Jews have bristled about this casting decision as an example of “Jew Face” — “gentiles” playing Jews — but American movie audiences don’t want to see an unattractive Jewess — like Emily Rossum — play such a role — and casting an “attractive” Jewish actress like Natalie Portman would be the equivalent of casting Felicity Jones — because audiences have far less sympathy for ugly leading “heroines” — Jewish or not.
Of course, Barbara Streisand was really the first overtly Jewish actress who played Jews successfully, first in Funny Girl and then in What’s Up Doc? — both comedies — but then she starred in the 1973 blockbuster melodrama The Way We Were — about the highly unlikely romance between the handsome WASP Robert Redford and the quirky, frumpy, unattractive Jewish communist, Barbara Streisand.
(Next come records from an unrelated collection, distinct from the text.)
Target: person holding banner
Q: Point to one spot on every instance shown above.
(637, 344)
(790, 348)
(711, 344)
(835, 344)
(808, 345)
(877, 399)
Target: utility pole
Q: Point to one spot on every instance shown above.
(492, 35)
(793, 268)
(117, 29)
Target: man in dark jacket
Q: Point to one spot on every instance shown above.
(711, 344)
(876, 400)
What most people don’t know is that the screenplay treatment for The Way We Were was written by producer Arthur Laurents — a Jewish homosexual — who was obsessed with gentile “golden boys” — and Streisand’s character is based on himself — while Redford’s character is based on his real life “gentile” gay partner.
Perhaps this is why The Way We Were has aged so poorly and becomes less convincing and more cringe-worthy with each passing year — because it is based on a Jewish homosexual fantasy — but in the real world, the Robert Redfords of the world would never be attracted to the Barbara Streisands of the world — except in the envious fantasies of the most Jewish of Jews.
Jewish producer Zvi Howard Roseman — a friend of Laurents — explained this Jewish sexual obsession with handsome, unattainable WASPs:
“The Jew is the dynamic one, and when you fall in love with a vapid shegetz [a male shiksa], it’s because he’s the one you want to be, the beautiful one. That’s what attracts some Jews to Gentiles, the vapidity. There’s no drama.”
So there you have it — straight from the horse’s mouth — Jewish producers and directors continue to cast attractive and accomplished “gentile” actors even in roles meant for Jews — using “Jew Face” — because Jews envy and want to possess what they can’t have — White beauty.
And aside from narcissistic Jewish navel gazers, most Jews would rather see an attractive “gentile” on the big screen portraying a Jew than one of their own — after all, Hollywood has always been based on Jewish fantasies that they can be “just like us” — and desired by us.
In fact, Jews have a long history of also doing “Nazi Face” — Jewish actors playing “Nazis” is completely acceptable and “convincing” — but White actors cannot be trusted to play a Jew with the proper “nuance” and “complexity” to satisfy Jews who can’t even define what a Jew is.